October 8, 2020 @ 5:00 pm - 6:30 pm
Zoom link: https://cuboulder.zoom.us/j/95605665922 – email firstname.lastname@example.org for password
The CUPC Jane Menken Distinguished Lecture in Population Studies is a biennial event which recognizes the enormous contribution that Dr. Jane Menken has made to the study of Population and to University of Colorado Boulder with a lecture by a distinguished demographer.
Title: The Wall: American Nativism, Immigration Policy, and the Great Exclusion of 2017-2020
Abstract: Much of American history can be seen as a dialectic of processes of inclusion and exclusion, and in extreme cases of expulsions and forced removals. An iconic feature of the American story has been the remarkable capacity of this self-professed “Nation of Immigrants” to absorb, like a giant global sponge, tens of millions of newcomers from all classes, cultures and countries. But this phenomenal accomplishment has historically coexisted with a seamier side of the process of nation building, expansion and design. Since colonial times nativist ideologies have framed "foreigners" as threats, demagogues have fanned moral panics about immigrants, and state policies have sought to control the inflow of newcomers or to keep them out of the nation altogether.

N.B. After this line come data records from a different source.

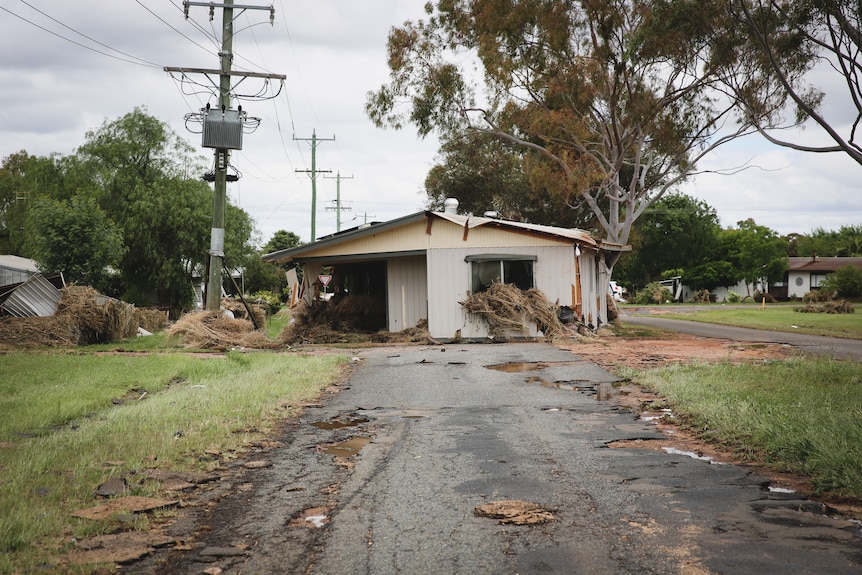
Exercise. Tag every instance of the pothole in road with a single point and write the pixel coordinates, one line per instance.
(602, 391)
(347, 448)
(518, 366)
(340, 422)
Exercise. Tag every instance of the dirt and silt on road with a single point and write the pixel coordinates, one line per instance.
(182, 542)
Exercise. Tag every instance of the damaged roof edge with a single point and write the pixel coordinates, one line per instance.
(573, 234)
(285, 256)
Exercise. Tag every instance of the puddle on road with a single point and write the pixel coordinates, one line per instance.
(340, 422)
(347, 448)
(518, 366)
(603, 391)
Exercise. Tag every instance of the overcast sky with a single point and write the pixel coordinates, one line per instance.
(333, 52)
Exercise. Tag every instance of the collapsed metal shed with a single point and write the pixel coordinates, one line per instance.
(35, 297)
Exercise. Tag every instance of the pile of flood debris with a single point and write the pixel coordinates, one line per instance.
(507, 309)
(831, 306)
(222, 329)
(83, 316)
(347, 319)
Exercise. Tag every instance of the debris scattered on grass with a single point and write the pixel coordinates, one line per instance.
(130, 504)
(212, 330)
(83, 317)
(515, 512)
(838, 306)
(116, 548)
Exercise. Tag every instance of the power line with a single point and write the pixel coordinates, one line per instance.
(139, 62)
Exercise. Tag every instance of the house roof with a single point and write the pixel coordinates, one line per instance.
(18, 263)
(819, 264)
(573, 235)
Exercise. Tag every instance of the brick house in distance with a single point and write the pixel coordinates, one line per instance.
(807, 273)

This talk will focus on the Great Exclusion of the period spanning the Trump Administration, 2017-2020. A rarity in U.S. history, candidate Trump ran on immigration explicitly as a nativist candidate and won the presidency in the electoral college. “The wall” remains the signature part of his message, although few miles of new wall have been built along the southern border to date (and not a penny has been paid by Mexico), and no legislation has been passed by Congress. Nonetheless, the Trump administration has radically restricted immigration to the United States through hundreds of administrative actions and executive orders, drastically reducing legal family-based immigration, cutting refugee admission to its lowest level since the 1980 Refugee Act was passed, effectively ending asylum in the United States, and causing enormous backlogs in citizenship applications that are preventing eligible immigrants from becoming naturalized. These restrictive policy actions have been further extended and amplified by the administration within the context of the 2020 covid-19 pandemic, adding up to “the most sweeping ban on immigration in American history.”
Bio: Rubén G. Rumbaut is Distinguished Professor of Sociology at the University of California, Irvine. Over the past few decades he has directed seminal empirical studies of immigrants and refugees in the U.S., from the principal studies of the resettlement of refugees from Vietnam, Laos and Cambodia in the 1980s; to the landmark "Children of Immigrants Longitudinal Study" (with Alejandro Portes) since 1991; the "Immigration and Intergenerational Mobility in Metropolitan Los Angeles" study in the 2000s; and "The Second Generation in Middle Adulthood" in the 2010s (with Cynthia Feliciano). Among numerous publications, he is the coauthor of Immigrant America: A Portrait, and Legacies: The Story of the Immigrant Second Generation, which won the American Sociological Association’s top award for Distinguished Scholarship, and the Thomas and Znaniecki Award for best book in the immigration field. A recipient of the Distinguished Career Award from the ASA’s International Migration Section, he is a fellow of the National Academy of Education and the American Academy of Arts and Sciences.